Standing next to the small run-off that leads into the apocryphally named Crooked Creek, environmental scientist (with the Susquehanna River Basin Commission) Tom Clark shakes two small test tubes in his hands. In each one, a tiny amount of reactor powder is mixed into a few ounces of water - the way you might test the Ph balance in a swimming pool. The first one he shakes turns instantly bright rust-orange; the second, remains clear.

That first tube’s water is from just a few hundred yards away, at the start point of the new Tanoma Wetlands Educational Trail - a Community Connections Grassroots grant-funded project establishing a signposted trail along the Abandoned Mine Drainage-treatment site here near Tanoma in Indiana County. At the run-off point, where the second test tube is taken from, the same water empties back into Crooked Creek, empty of the poisonous iron that the water carries from an abandoned coal mine 120 feet below the surface.

On this beautiful Fall day, walking along the just-unveiled Educational Trail, Tom Clark explains to his tour groups the all-natural process that removes that iron and makes Crooked Creek safe for plant, fish, and insect life again: How the system of ponds in this former cornfield make the water move with subtle turbulence through densely packed cattails and other wetland plants, which naturally filter the iron out of the water. But when Clark’s not there, visitors to the open site aren’t left out in the cold: The new grant-funded signs posted by the Wetlands’ owners, the Evergreen Conservancy.

“This is taking almost 150 pounds of iron out of Crooked Creek per day,” Clark says to one tour group of about a dozen Girl Scouts and another half-dozen visitors. “That’s a whole person of iron every day. But we’re not only making cleaner water here, we’re creating a wetlands environment.” Clark points to the dense mass of cattails in one of the ponds. “That’s teeming with life - especially in the spring; you can’t imagine how much life is in there.”

The Educational Trail is just phase one of a multi-phase project - later stages include the building of a pagoda where sessions can be led, and a small parking lot. Clark points out that the Educational Trail, and the entire Tanoma Wetlands project, is doing something that many who work in science often forego: Public relations.

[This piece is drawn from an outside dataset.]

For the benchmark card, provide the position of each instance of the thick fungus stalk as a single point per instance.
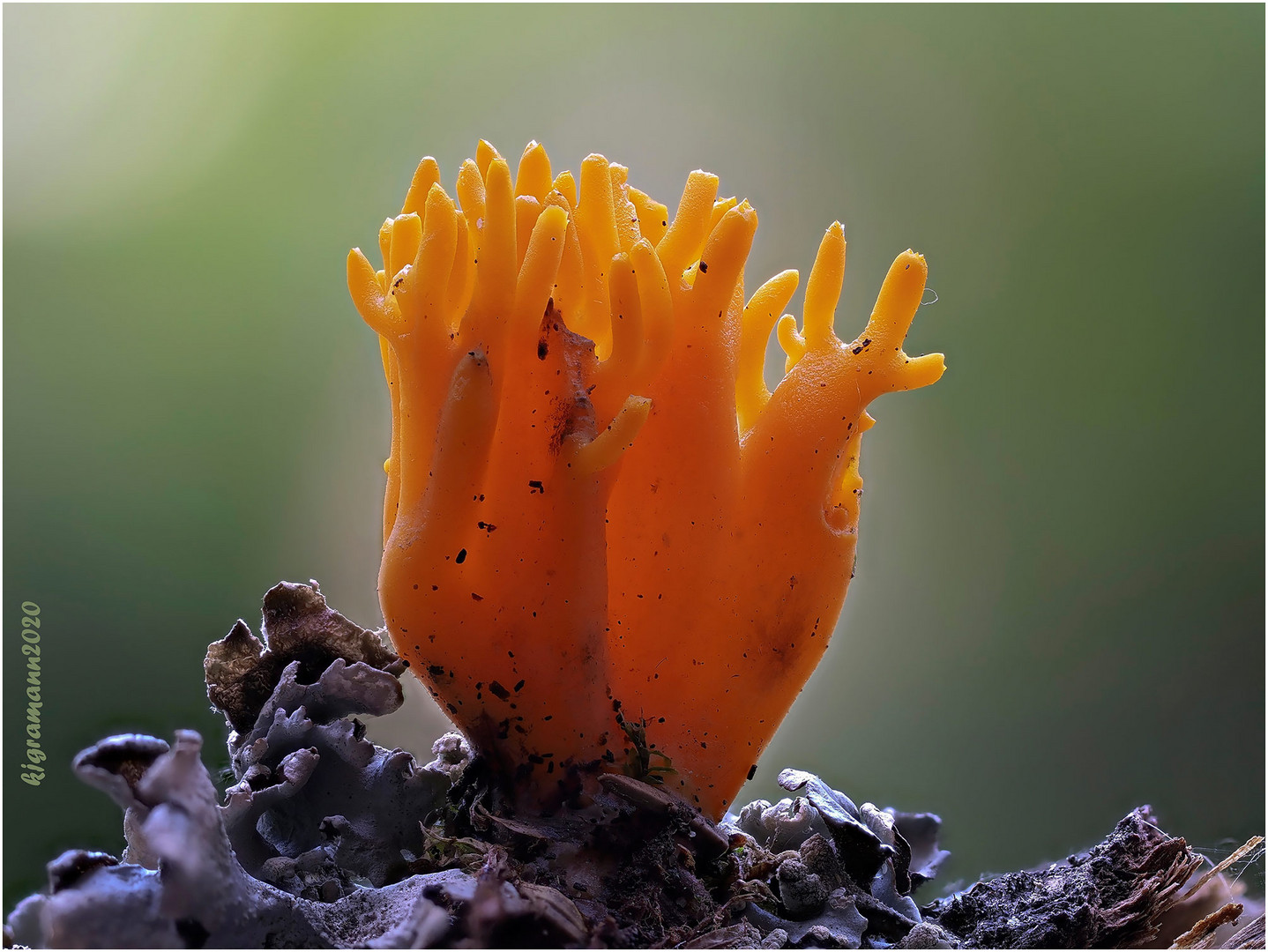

“There’s a need to explain what we’re doing,” says Clark, especially with such heavily public-funded processes as Abandoned Mine Drainage. “When I’m not here, [the signs] provide a self-guided tour, but it’s not dumbed-down - it’s not simplified. But we’re also just removing the skepticism - the idea that, ‘This creek has always been orange [from Iron], and it always will be.’ We’re showing that that can change.” And not just that it can change, but that it can be done relatively cheaply, and naturally.